7 Das angegriffene Urteil des Oberverwaltungsgerichts nimmt gemäß § 130b VwGO Bezug auf die erstinstanzliche Entscheidung und befasst sich - wenn auch in sehr gedrängter Form - mit dem Berufungsvorbringen, dass sich die Straßenverkehrsgefährdung, deretwegen der Kläger von einem Strafgericht verurteilt worden ist, bereits vor der Probezeit ereignet habe. Danach war für den Kläger erkennbar, welche Gründe für die Entscheidung des Oberverwaltungsgerichts maßgeblich waren. Dass sich das Berufungsgericht nicht mit allen Einzelheiten des Vorbringens des Klägers in erster Instanz und in dem Verfahren auf Zulassung der Berufung auseinandergesetzt hat, begründet keinen zur Revision führenden Mangel.

8 Ebenso wenig greift die Rüge der Verletzung rechtlichen Gehörs durch. Ein Verstoß gegen das durch Art. 103 Abs. 1 GG gewährleistete Gebot, rechtliches Gehör zu gewähren, liegt dann vor, wenn ein Beteiligter nicht die Möglichkeit hat, all das vorzutragen, was aus seiner Sicht für die Entscheidung des Gerichts erheblich sein kann, wenn das Gericht dieses Vorbringen nicht zur Kenntnis nimmt oder wenn es bei seiner Entscheidung dieses Vorbringen nicht in Erwägung zieht (vgl. u.a. BVerfG, Beschluss vom 2. Dezember 1969 - 2 BvR 320/69 - BVerfGE 27, 248 <252>). Davon kann aber nicht schon dann ausgegangen werden, wenn sich das Gericht in den Entscheidungsgründen nicht mit allen Facetten des Beteiligtenvorbringens beschäftigt. Dies wird bereits durch die formalen Anforderungen an die Entscheidungsgründe ausgeschlossen, die knapp zu fassen sind. Vielmehr muss sich aus den besonderen Umständen ergeben, dass das Gericht den Anspruch eines Beteiligten auf Gewährung rechtlichen Gehörs verletzt hat. Dies wird von der Beschwerde nicht dargelegt und ist auch im Übrigen nicht ersichtlich.
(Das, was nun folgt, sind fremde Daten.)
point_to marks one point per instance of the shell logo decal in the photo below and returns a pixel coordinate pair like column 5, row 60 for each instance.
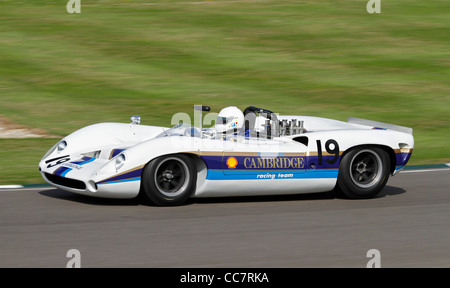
column 231, row 162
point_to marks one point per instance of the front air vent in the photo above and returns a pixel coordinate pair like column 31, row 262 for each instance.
column 66, row 182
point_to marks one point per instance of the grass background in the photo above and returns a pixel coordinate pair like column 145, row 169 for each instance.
column 118, row 58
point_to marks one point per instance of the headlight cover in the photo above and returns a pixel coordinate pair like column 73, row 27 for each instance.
column 62, row 145
column 120, row 161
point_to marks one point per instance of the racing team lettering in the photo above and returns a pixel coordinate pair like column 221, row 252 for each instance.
column 274, row 163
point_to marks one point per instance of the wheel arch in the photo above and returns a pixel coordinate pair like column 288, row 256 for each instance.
column 386, row 148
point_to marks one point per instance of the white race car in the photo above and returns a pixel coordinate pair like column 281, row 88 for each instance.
column 255, row 152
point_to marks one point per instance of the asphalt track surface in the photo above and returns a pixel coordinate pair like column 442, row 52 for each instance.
column 408, row 224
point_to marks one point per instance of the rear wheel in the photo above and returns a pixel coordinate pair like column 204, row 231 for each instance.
column 363, row 172
column 169, row 180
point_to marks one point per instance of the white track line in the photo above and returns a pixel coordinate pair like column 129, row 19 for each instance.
column 424, row 170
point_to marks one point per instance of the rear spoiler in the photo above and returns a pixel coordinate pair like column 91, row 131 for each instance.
column 376, row 124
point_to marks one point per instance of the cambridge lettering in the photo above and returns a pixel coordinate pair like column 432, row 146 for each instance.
column 274, row 163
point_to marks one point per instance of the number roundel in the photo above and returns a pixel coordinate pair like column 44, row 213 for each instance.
column 332, row 147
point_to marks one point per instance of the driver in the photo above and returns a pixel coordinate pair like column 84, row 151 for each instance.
column 230, row 120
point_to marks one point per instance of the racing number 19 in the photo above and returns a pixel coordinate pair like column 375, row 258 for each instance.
column 331, row 147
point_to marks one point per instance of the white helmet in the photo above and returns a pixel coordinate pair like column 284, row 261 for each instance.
column 229, row 118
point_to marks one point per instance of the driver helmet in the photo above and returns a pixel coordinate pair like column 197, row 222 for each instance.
column 229, row 118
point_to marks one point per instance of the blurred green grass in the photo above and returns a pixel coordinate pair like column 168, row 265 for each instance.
column 118, row 58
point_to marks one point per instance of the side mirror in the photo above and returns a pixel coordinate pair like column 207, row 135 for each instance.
column 136, row 119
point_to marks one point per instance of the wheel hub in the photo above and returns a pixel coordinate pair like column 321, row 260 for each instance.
column 361, row 167
column 168, row 175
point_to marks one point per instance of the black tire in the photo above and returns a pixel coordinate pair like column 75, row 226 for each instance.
column 363, row 172
column 169, row 180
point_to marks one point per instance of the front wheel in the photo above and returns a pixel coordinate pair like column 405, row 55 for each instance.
column 363, row 172
column 169, row 180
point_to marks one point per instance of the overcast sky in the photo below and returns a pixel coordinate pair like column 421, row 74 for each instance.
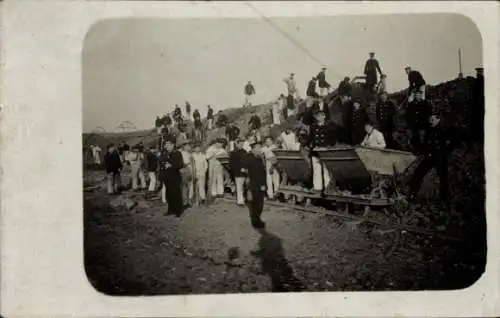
column 135, row 69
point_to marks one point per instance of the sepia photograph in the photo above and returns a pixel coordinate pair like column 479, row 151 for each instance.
column 249, row 159
column 308, row 154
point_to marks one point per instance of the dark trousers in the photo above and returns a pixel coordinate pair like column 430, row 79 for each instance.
column 174, row 197
column 387, row 131
column 256, row 205
column 438, row 161
column 416, row 140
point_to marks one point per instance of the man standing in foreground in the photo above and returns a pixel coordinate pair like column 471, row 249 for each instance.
column 210, row 117
column 236, row 161
column 256, row 169
column 249, row 92
column 324, row 86
column 170, row 164
column 371, row 68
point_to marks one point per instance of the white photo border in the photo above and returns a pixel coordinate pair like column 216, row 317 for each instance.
column 41, row 204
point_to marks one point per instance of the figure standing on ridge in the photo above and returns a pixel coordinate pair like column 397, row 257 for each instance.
column 113, row 166
column 324, row 86
column 210, row 118
column 371, row 68
column 291, row 85
column 188, row 110
column 385, row 111
column 249, row 91
column 232, row 133
column 416, row 84
column 345, row 87
column 417, row 120
column 311, row 92
column 276, row 111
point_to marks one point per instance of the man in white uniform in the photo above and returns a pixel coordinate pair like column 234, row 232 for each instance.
column 215, row 170
column 272, row 176
column 96, row 153
column 373, row 138
column 200, row 169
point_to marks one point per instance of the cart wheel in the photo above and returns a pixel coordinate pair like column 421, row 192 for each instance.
column 299, row 199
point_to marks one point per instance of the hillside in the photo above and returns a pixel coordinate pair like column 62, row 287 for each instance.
column 449, row 97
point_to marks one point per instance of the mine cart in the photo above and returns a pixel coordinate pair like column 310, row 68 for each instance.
column 359, row 175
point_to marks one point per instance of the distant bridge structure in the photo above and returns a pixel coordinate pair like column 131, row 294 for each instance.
column 99, row 130
column 126, row 126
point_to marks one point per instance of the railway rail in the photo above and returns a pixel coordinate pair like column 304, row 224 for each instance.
column 387, row 224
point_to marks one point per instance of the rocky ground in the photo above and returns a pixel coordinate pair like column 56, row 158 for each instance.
column 131, row 248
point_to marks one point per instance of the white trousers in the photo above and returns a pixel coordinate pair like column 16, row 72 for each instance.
column 320, row 181
column 216, row 177
column 276, row 116
column 97, row 158
column 240, row 190
column 137, row 176
column 113, row 182
column 152, row 181
column 272, row 182
column 200, row 186
column 323, row 91
column 248, row 100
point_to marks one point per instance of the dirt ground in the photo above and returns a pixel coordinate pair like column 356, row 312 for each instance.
column 213, row 249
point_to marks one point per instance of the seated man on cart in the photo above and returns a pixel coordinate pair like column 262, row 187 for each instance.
column 321, row 136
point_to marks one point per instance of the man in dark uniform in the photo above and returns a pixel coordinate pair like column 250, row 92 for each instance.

9 Nach den eingangs gemachten Ausführungen zum Nichtvorliegen des Zulassungsgrundes nach § 132 Abs. 2 Nr. 3 VwGO bedarf es keiner weiteren Erörterung der von der Beschwerde zusätzlich erhobenen Rüge, wegen der Verletzung von Rahmenrecht habe ein nicht vorschriftsmäßig besetztes Gericht (§ 138 Nr. 1 VwGO) über die Berufung entschieden.

10 Die Kostenentscheidung beruht auf § 154 Abs. 2 VwGO; die Festsetzung des Streitwerts folgt aus § 52 Abs. 5 Satz 1 Nr. 2 GKG.